Faubourg Saint-Honoré de Tom Tykwer.
Premier grand atout de ce court : Natalie Portman toujours aussi merveilleuse comme à son habitude. Ensuite, son réalisateur qui certes ne réinvente pas les histories d’amour mais peut être la façon de les narrer. Le court commence bien évidemment par la rencontre de ses protagonistes et s’accélère vers la fin pour arriver à un rythme d’une cadence incroyable. Raconté du point de vue de Melchior Beslon qui interprète le petit ami aveugle de Natalie Portman, on assiste à ce qu’il a vécu avec sa bien aimée depuis leur rencontre. C’est une répétition d’événements (ses rires, ses colères, ses cris « avec ou sans raison », etc.). Un moment de cinéma marquant qui rappelle un peut le début de L’Auberge Espagnole.
Le marais de Gus Van Sant
Pour ce court il n’est pas indispensable d’annoncer son auteur. On reconnaît d’emblée la particulière façon de filmer de Gus Van Sant, ainsi que sa manière de diriges ses acteurs. Rythme plus posé que pour les autres courts et performance d’acteurs quelque peu plus théâtrale (mis a part la séquence de mimes du court Tour Eiffel). Gaspard Ulliel y fait un monologue assez prenant, pas étonnant qu’Ellias McConnel (vu dans Elephant) n’y resiste pas.
Tulleries de Joel et Ethan Cohen.
Quel acteur ce Steve Buscemi ! Ici tout passe par son simple regard ! Personne d’autre n’aurait pu jouer le rôle de ce touriste qui en attendant son métro tombe sur un couple plutôt…étrange !
La mise en scène des frères Cohen est méticuleuse, tout est filmé au détail prés ce qui rajoute à l’ambiance un peu « psychose », mais pas dangereuse, de ce court.
Parc Monceau d’Alfonso Cuaron.
Filmé en plan-séquence, ce court commence par la rencontre d’une fille avec son père, lesquels il nous semble, partagent des fantômes du passé et les problèmes actuels de leurs vies respectives. La fin nous réserve tout autre chose. Un humour bien particulier. Les habitués des histoires tragiques vont se faire avoir !

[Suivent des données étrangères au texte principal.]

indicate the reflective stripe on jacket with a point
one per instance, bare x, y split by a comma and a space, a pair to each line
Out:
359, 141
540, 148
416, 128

Ludivine Sagnier et Nick Nolte font preuve d’une belle complicité en ces quelques minutes !
Loin du 16e de Walter Salles et Daniela Thomas.
Court le plus court de la série et l’un des plus efficaces. En deux chansons, trois scènes tout est dit.
Les autres courts, qui à mes yeux sont passés quelque peu inaperçus, ont l’avantage tout de même d’avoir Maggie Gyllenhaal pour principale protagoniste, si belle quand elle parle français (Quartier des enfants rouges d’Olivier Assayas) ou encore des mimes hors pair (Tour Eiffel de Sylvain Chomet).
Aucun des courts ne déçoit vraiment car ils sont sauvés par l'ensemble mais des grands noms comme Assayas, Payne, Craven et Natali sont capables de mieux. Et faut bien le dire, qu’un projet d’aussi grande ampleur et aussi casse gueule que celui-ci (réunir autant de réalisateurs) aurait pu tourner très mal.
Mais là, je peux vous assurer que les amoureux de Paris vont aimer Paris, je t’aime !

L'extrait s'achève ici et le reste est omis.